In anderen Fällen ist bekannt, dass sowohl Schweine als auch Hunde gegenseitig Waisen adoptieren. In einem Fall hat eine Tigermutter sogar Ferkel als ihre eigenen angenommen. In dem griechischen Bergdorf Peretina nahm eine Schweinemutter vier ausgesetzte Welpen zu ihrem eigenen Wurf hinzu und fütterte und pflegte sie, als wären es ihre eigenen. In Chongqing, China, verschwand eine Hundemutter, die verzweifelt war, nachdem sie ihren gesamten Wurf durch eine Totgeburt verloren hatte, eines Tages von zu Hause, um dann mit einem Ferkel zurückzukehren, das sie wie ihr eigenes aufzog. Ein Papillon in Seattle, Washington, bestand darauf, ein verletztes und verwaistes Eichhörnchen in seinen neugeborenen Wurf aufzunehmen, und ein Chihuahua in Lake City, Florida, adoptierte und pflegte einen ganzen Wurf von vier neugeborenen Eichhörnchen, die einen umgestürzten Ast überlebt hatten.

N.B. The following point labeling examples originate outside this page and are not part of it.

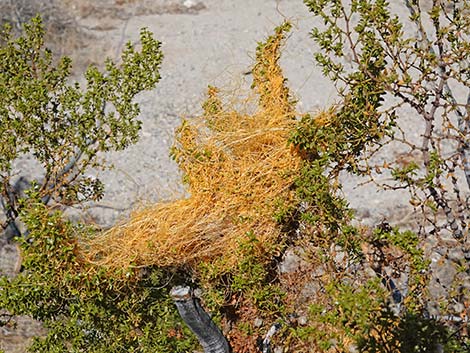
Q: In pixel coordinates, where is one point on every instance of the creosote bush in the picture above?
(266, 184)
(61, 125)
(238, 168)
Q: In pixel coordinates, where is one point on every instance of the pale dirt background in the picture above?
(209, 42)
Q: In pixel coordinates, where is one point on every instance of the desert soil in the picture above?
(211, 42)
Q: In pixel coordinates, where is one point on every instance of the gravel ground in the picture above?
(205, 43)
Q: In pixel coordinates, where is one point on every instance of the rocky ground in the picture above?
(209, 42)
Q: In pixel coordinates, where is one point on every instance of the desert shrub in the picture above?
(80, 305)
(62, 126)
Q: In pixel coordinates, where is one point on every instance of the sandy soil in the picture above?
(209, 42)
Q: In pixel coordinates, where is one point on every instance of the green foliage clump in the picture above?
(83, 307)
(62, 126)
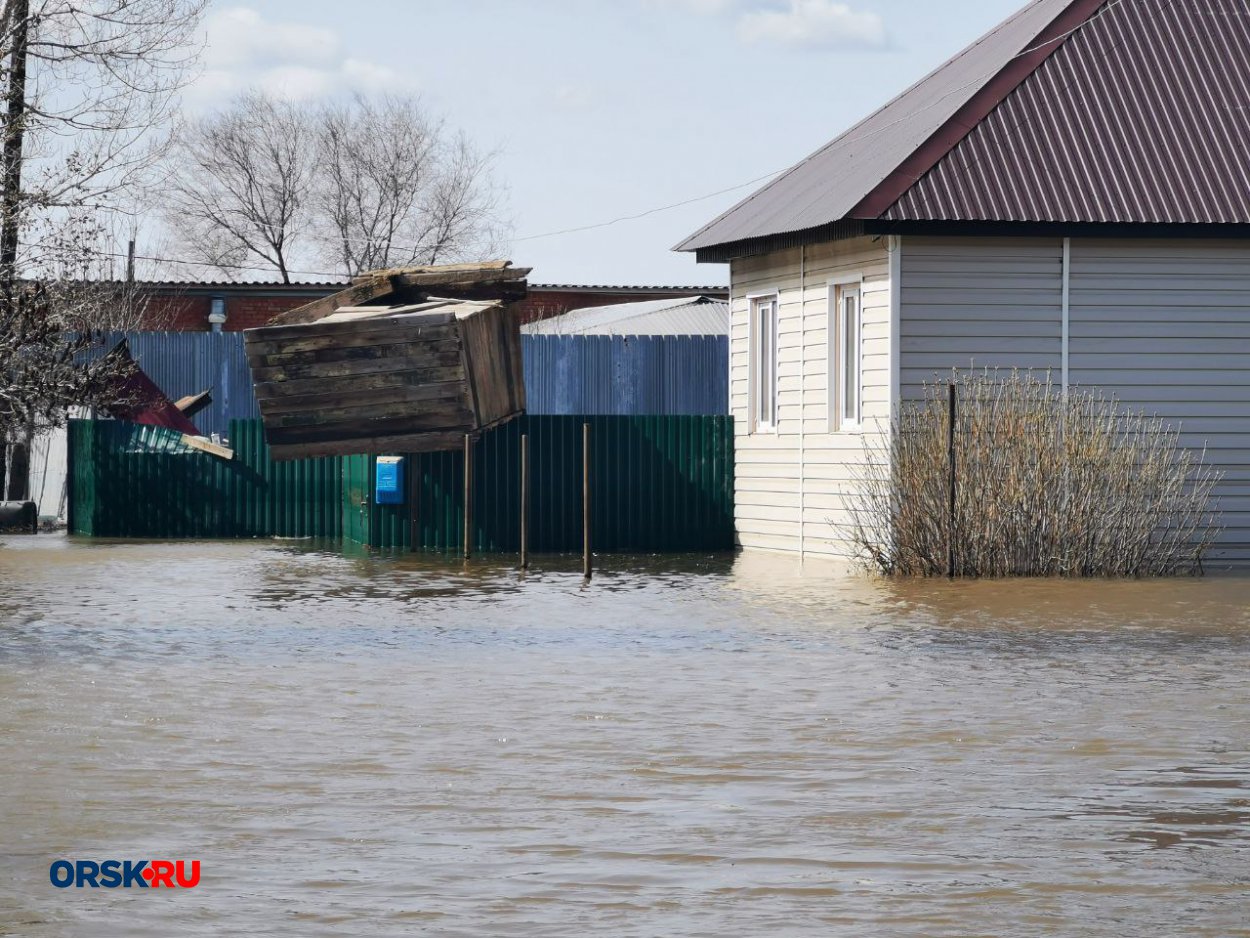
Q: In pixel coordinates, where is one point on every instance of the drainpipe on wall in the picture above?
(1064, 329)
(803, 368)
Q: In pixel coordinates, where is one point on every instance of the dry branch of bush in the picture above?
(1046, 485)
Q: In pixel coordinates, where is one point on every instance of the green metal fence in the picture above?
(658, 484)
(129, 480)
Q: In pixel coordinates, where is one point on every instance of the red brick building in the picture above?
(186, 307)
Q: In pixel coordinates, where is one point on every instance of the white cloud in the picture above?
(245, 50)
(241, 38)
(814, 24)
(700, 6)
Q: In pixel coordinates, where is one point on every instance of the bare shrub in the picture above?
(1046, 485)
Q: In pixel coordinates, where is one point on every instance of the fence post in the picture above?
(525, 500)
(468, 497)
(950, 459)
(586, 564)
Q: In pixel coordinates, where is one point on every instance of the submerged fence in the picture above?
(658, 484)
(564, 374)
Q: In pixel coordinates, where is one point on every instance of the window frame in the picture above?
(756, 302)
(838, 354)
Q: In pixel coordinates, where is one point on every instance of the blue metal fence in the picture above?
(564, 374)
(626, 374)
(188, 363)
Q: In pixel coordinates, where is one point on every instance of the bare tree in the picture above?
(395, 186)
(353, 186)
(241, 184)
(89, 89)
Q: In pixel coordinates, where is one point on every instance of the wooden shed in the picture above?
(404, 360)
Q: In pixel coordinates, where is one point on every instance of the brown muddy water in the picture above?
(688, 747)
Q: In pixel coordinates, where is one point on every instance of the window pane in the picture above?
(766, 363)
(850, 357)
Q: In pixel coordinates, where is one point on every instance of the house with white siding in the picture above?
(1069, 193)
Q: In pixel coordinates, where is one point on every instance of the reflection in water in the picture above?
(685, 746)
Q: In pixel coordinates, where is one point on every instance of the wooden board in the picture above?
(361, 384)
(398, 443)
(368, 289)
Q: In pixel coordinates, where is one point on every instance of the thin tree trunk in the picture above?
(14, 140)
(10, 209)
(19, 470)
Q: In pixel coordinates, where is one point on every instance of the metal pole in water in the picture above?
(525, 500)
(950, 459)
(468, 497)
(585, 502)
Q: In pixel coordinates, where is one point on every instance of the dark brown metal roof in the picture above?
(1101, 111)
(1143, 115)
(830, 183)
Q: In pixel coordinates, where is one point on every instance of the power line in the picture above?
(858, 138)
(100, 253)
(773, 175)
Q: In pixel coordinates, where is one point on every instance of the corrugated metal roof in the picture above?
(681, 317)
(829, 184)
(1140, 116)
(329, 285)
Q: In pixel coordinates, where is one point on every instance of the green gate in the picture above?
(658, 484)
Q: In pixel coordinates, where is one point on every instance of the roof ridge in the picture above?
(981, 103)
(849, 134)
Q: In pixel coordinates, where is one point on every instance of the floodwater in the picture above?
(718, 746)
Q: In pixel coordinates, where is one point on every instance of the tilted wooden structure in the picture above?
(405, 360)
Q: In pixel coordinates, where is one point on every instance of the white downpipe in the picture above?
(1064, 330)
(803, 393)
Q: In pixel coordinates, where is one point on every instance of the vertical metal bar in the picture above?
(525, 500)
(950, 459)
(468, 497)
(585, 502)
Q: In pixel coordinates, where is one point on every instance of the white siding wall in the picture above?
(979, 303)
(804, 462)
(1164, 325)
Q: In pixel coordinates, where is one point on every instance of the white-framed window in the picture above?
(845, 355)
(764, 363)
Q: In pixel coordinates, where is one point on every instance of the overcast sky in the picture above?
(603, 109)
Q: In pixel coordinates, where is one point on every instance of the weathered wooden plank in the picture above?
(485, 265)
(206, 445)
(399, 443)
(364, 429)
(343, 369)
(269, 340)
(416, 352)
(354, 295)
(430, 280)
(404, 394)
(513, 327)
(194, 403)
(299, 387)
(444, 412)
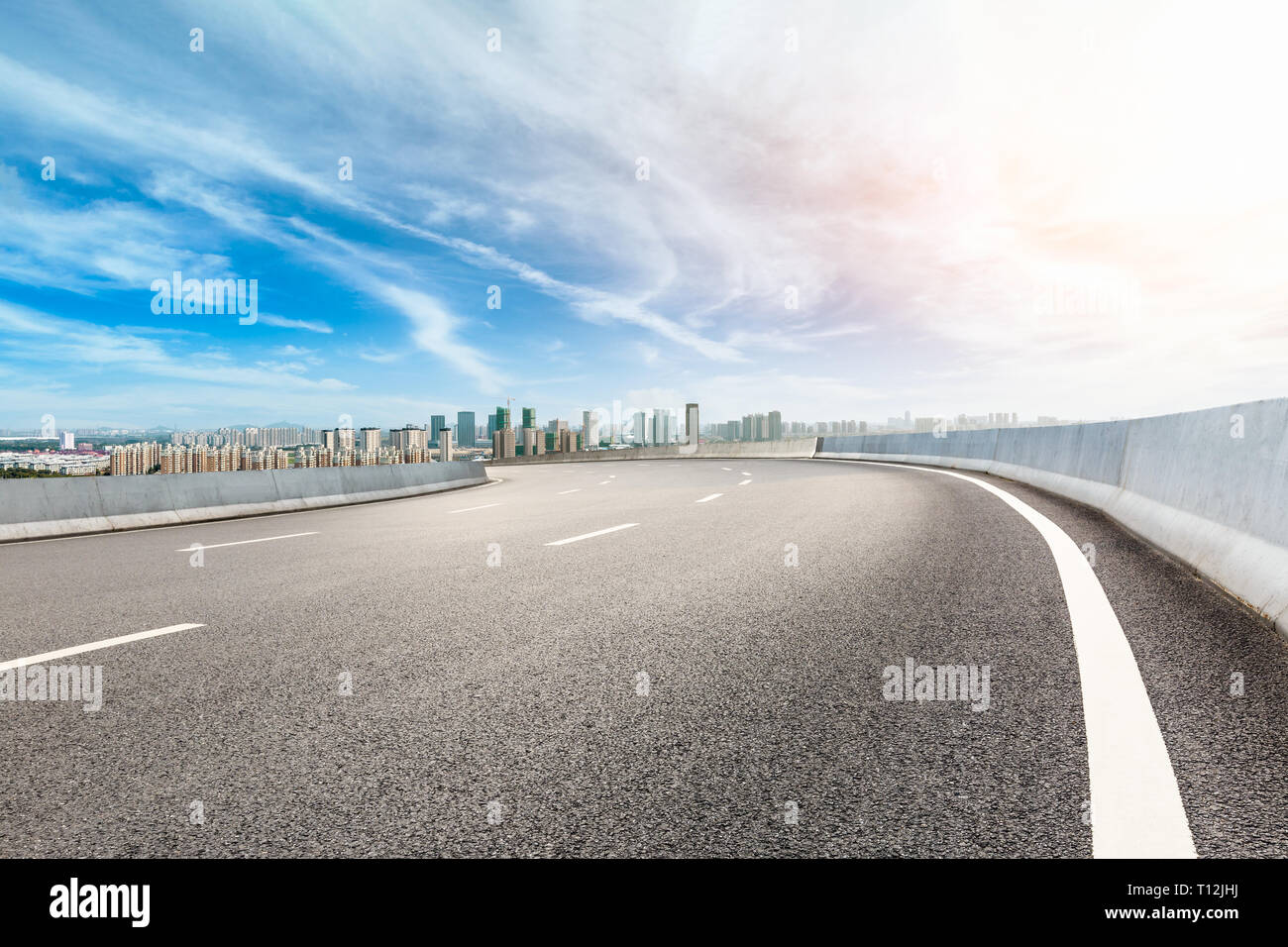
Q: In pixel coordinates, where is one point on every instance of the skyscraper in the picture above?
(465, 432)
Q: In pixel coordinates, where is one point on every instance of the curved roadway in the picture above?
(674, 686)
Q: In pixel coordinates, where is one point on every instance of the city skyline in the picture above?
(424, 236)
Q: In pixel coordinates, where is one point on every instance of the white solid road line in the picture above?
(94, 646)
(244, 543)
(1136, 808)
(590, 535)
(468, 509)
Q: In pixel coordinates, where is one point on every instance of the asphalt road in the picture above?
(669, 688)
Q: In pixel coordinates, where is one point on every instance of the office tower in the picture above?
(467, 436)
(502, 442)
(408, 438)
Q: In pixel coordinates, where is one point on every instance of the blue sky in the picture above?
(980, 206)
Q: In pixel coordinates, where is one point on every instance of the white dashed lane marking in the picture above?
(590, 535)
(244, 543)
(94, 646)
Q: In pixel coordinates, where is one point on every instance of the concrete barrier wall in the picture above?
(47, 506)
(1209, 487)
(795, 447)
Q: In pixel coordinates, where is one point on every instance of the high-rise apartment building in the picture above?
(691, 424)
(408, 438)
(502, 442)
(467, 434)
(774, 431)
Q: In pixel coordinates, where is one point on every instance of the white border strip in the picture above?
(1136, 808)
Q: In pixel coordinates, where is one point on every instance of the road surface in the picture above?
(670, 657)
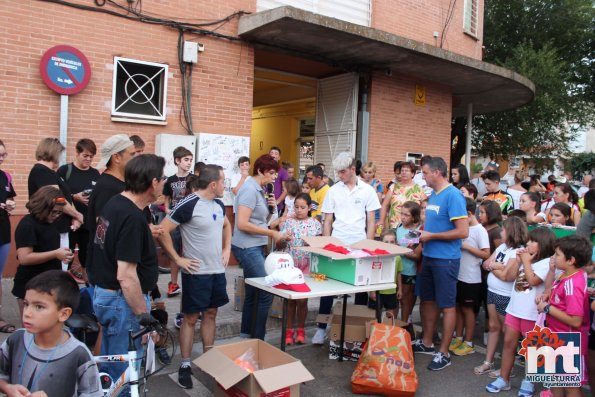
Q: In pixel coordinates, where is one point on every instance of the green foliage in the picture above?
(551, 43)
(582, 163)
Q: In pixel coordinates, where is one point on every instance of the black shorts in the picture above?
(500, 301)
(468, 294)
(203, 291)
(387, 301)
(409, 280)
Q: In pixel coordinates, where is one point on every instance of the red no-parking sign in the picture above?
(65, 70)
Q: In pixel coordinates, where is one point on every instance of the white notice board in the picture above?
(223, 150)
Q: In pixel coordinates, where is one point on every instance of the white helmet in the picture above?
(277, 260)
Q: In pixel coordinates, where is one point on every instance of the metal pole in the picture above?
(63, 125)
(468, 141)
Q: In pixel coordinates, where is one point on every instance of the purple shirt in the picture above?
(282, 177)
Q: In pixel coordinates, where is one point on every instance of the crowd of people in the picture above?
(469, 238)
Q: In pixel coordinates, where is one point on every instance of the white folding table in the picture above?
(318, 289)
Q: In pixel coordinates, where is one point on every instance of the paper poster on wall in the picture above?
(223, 150)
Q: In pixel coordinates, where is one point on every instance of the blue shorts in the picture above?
(438, 281)
(203, 291)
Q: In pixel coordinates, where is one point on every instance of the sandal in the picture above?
(7, 328)
(485, 367)
(495, 374)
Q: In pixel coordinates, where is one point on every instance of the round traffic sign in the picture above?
(65, 69)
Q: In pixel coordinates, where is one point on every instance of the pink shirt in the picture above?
(570, 295)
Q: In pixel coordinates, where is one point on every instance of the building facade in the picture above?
(379, 78)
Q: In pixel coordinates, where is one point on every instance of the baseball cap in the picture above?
(290, 278)
(114, 144)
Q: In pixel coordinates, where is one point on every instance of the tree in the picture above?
(551, 42)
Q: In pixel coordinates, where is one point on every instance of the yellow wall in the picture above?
(278, 125)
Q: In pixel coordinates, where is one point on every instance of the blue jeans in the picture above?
(3, 256)
(116, 319)
(252, 261)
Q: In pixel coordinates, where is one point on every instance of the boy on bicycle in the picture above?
(44, 359)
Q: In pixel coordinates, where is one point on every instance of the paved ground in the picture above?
(332, 378)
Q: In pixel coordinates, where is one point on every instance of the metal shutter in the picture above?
(336, 118)
(354, 11)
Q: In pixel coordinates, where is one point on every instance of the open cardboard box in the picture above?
(376, 269)
(280, 374)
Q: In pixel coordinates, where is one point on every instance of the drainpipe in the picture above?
(468, 141)
(363, 121)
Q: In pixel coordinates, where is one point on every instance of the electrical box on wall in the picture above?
(190, 52)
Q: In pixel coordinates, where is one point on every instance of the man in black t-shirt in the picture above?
(116, 151)
(81, 178)
(125, 256)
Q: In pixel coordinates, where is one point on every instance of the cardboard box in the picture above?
(280, 375)
(351, 350)
(355, 322)
(376, 269)
(239, 293)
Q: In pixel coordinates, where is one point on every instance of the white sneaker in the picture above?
(319, 336)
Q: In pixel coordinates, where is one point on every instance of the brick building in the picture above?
(380, 78)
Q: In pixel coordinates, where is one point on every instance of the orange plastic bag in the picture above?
(386, 365)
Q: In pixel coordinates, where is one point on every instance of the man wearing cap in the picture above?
(206, 245)
(349, 215)
(116, 151)
(125, 252)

Einige Hunderassen beweisen entgegen ihrem Typus ihre altruistische Natur. Pitbulls, eine namens Ramona in Boston, Massachusetts, und Gabi in Kalikino, Russland, sind Berichten zufolge neue Mütter von verwaisten Kätzchen geworden. Auch Katzen können aus der Reihe tanzen. Dass sie nicht immer die hochnäsigen, selbstverliebten Geschöpfe sind, als die sie dargestellt werden, beweist eine heimatlose Katzenmutter in Savannah, Georgia, die aus eigenem Antrieb einen ausgesetzten neugeborenen Labrador Retriever adoptierte, als dieser zur tierärztlichen Pflege in die Humane Society gebracht wurde.

Verhaltensforscher können nur schwer erklären, warum manche Tiere scheinbar altruistisches Verhalten gegenüber Angehörigen anderer Arten zeigen. Wir wissen, dass wir Menschen das große Ganze im Blick haben: Wenn wir uns um andere Arten kümmern, tragen wir zur Gesundheit des Planeten und zu unserer eigenen Gesundheit bei, denn es ist erwiesen, dass gute Taten die Aussichten verbessern und zu mehr Lebensfreude und einem gesünderen Immunsystem führen.

Vielleicht können Tiere nicht über die langfristigen Auswirkungen ihrer guten Taten nachdenken und auch nicht darüber, ob sie eine direkte Belohnung für ihre Zuneigung und Aufopferung erhalten, aber vielleicht gibt es einen tieferen, primitiven Instinkt, der allen Lebewesen sagt, dass es uns Zufriedenheit und Gesundheit bringt, wenn wir uns für diejenigen einsetzen, die in Not sind. Auch wenn “wir” diese Dinge nicht wissen, weil ein Wissenschaftler uns sagt, dass es so ist, wissen wir diese Dinge, weil wir sie fühlen. Und das ist es, worum es beim Mutterinstinkt letztlich geht.